Первичные социальные связи B15 всегда были связаны с социальной сетью Банка, а в более широком смысле – с неформальной еврейской либеральной средой Будапешта, – и, как показывает этот отрывок из ее рассказа, ценностные и вкусовые совпадения поддерживают ощущения безопасности и доброжелательности, которые делают моменты жизненного выбора «само собой разумеющимися», «естественными».

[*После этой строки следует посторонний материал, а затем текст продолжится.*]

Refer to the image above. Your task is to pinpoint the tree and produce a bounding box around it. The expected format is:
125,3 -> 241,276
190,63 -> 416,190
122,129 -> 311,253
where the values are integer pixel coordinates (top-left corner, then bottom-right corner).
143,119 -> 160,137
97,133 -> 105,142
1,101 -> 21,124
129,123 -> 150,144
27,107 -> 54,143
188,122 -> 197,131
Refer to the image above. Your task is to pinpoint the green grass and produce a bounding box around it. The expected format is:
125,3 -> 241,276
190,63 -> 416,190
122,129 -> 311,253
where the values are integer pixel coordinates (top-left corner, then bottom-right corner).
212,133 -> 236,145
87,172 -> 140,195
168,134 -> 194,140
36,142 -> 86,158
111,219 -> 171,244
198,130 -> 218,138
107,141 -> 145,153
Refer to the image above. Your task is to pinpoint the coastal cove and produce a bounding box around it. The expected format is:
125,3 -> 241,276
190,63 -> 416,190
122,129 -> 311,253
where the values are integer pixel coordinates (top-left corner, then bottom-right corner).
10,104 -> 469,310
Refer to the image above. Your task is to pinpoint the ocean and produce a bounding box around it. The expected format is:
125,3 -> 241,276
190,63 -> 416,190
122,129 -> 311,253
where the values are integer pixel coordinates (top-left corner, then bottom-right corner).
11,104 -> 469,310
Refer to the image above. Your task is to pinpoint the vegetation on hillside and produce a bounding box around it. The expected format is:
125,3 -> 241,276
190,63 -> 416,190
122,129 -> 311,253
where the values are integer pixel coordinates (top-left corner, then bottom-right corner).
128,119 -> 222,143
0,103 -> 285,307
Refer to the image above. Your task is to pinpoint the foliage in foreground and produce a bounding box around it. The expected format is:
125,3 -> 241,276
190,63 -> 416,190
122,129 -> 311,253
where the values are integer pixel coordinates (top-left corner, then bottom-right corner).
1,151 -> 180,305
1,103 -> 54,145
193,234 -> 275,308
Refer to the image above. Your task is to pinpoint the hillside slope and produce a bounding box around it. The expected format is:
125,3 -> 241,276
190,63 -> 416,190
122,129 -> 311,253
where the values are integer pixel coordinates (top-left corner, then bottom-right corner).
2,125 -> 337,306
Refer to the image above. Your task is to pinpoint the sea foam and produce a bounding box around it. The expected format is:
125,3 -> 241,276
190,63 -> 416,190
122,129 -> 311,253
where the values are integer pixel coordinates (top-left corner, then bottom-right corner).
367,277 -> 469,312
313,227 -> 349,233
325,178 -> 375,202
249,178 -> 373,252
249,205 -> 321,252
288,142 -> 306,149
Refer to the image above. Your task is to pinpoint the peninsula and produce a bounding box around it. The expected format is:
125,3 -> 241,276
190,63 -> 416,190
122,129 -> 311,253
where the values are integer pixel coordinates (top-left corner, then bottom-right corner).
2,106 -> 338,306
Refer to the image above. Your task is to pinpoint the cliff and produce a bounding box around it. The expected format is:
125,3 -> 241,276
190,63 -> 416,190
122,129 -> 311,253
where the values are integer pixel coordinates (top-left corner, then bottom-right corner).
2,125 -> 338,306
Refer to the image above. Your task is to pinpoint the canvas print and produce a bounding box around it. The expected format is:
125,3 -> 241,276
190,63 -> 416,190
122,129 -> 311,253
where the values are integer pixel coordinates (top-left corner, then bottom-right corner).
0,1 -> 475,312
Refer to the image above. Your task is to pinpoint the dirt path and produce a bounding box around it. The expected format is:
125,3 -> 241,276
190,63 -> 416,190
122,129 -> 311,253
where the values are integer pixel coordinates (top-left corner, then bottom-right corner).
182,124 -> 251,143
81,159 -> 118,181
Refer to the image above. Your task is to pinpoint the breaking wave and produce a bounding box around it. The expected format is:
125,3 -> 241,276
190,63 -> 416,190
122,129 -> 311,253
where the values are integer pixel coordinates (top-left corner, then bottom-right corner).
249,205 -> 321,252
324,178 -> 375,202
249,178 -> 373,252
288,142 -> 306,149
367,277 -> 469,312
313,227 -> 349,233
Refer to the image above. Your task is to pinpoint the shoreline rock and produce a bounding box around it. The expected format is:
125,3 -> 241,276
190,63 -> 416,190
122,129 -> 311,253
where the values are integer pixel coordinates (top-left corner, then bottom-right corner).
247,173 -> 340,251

По сравнению с 1940-ми и 1950-ми годами пространство, созданное Эстер Левелеки, с социальной точки зрения стало в 1960-е более эксклюзивным. В Банке отдыхали многие дети, происходившие из известных семей представителей культурной и политической элиты: успешных творческих работников – писателей, художников, актеров, режиссеров театра и кино, – крупных ученых, а в то же время и высокопоставленных государственных чиновников. В 1960-е и 1970-е годы летний отдых в Банке становился все более и более популярным. Детей принимали на две следовавшие одна за другой смены по три недели каждая.